We are reaching out to the top producers from our past BIC Top 50 lists to solicit their advice on how they achieved their success. Each month, we plan to showcase a few of the responses, both online and in print. So far, we’ve asked them these two questions: 1) Tell us the biggest challenge you’ve faced in the past couple of years and how you met that challenge; and 2) Tell us one of the mistakes you made as a younger advisor, and what advice you would give young advisors today to avoid such a mistake. Here we present two of those answers (lightly edited for length.)
Matthew Fryer (Wells Fargo)
Challenge: The biggest challenge was trying to gain more consistency in model-based investment performance and to make changes in a timely fashion. I transitioned to our discretionary platform; this took a period of six months. I explained the advantages to clients and it has freed up a tremendous amount of time. We rebalance the whole book every quarter and if we make changes it takes a few hours vs. a few weeks trying to reach all the clients to make the change. Mistake from my early days: Trying to be all things to all people. I tried to be a stock trader, bond buyer, 401k specialist and a retirement planner all at once. My advice is to find a niche as soon as possible to simplify and be the best you can be at it. My focus is solely on wealth and retirement planning and based on the clients’ goals, they are put into one of my discretionary models. If a client just wants to buy a stock, I tell them I cannot watch it for them, but we can set up a small trading account for that. I am now very firm as to what my process is with a client. I explain all of that to them upfront so if it does not meet their needs, I can refer them to another advisor.

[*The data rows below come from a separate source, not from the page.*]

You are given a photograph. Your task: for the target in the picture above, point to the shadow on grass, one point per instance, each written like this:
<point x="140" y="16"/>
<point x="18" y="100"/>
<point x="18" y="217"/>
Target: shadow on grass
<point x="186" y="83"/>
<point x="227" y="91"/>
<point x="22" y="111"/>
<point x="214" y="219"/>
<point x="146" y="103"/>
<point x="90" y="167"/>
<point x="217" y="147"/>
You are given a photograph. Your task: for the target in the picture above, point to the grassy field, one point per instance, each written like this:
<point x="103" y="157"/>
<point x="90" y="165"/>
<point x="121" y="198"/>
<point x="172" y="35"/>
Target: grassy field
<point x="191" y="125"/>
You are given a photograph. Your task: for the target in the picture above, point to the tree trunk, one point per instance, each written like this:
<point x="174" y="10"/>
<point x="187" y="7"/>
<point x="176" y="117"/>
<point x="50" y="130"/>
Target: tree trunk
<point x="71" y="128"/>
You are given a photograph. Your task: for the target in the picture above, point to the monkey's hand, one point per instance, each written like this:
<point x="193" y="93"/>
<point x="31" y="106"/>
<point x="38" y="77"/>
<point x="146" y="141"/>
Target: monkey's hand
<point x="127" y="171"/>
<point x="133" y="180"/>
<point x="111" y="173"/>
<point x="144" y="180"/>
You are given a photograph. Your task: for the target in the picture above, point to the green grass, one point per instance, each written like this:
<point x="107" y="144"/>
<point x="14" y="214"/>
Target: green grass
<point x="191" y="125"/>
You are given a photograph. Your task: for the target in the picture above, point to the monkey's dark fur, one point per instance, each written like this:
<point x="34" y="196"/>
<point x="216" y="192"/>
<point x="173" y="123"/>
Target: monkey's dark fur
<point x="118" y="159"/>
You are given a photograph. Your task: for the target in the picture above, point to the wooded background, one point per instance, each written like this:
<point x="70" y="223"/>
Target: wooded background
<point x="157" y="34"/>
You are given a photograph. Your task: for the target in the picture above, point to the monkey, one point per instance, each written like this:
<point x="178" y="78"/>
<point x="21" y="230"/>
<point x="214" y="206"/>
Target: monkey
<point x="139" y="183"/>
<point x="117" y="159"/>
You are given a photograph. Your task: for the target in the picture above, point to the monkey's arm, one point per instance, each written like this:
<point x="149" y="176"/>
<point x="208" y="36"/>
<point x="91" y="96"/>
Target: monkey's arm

Don Foster (The Bank and Trust/Raymond James)
Challenge: The biggest challenge after 2008-2009 has been convincing “younger” clients (30 to 50 years old) that the equity market is a safe place for their long-term investment money. The challenge is getting them to understand the difference between volatility and risk in long-term investments, so that their portfolios are positioned for long-term growth with rising income capability. Mistake from my early day: The desire to do business with almost everyone. Part of that is obviously financial survival as a new advisor. Over time it has become easier to recognize the difference between “customers” and “clients.” Clients being those with the potential for a long-term relationship of mutual trust. My advice is to learn to recognize the difference as soon as possible and become very selective with whom you work.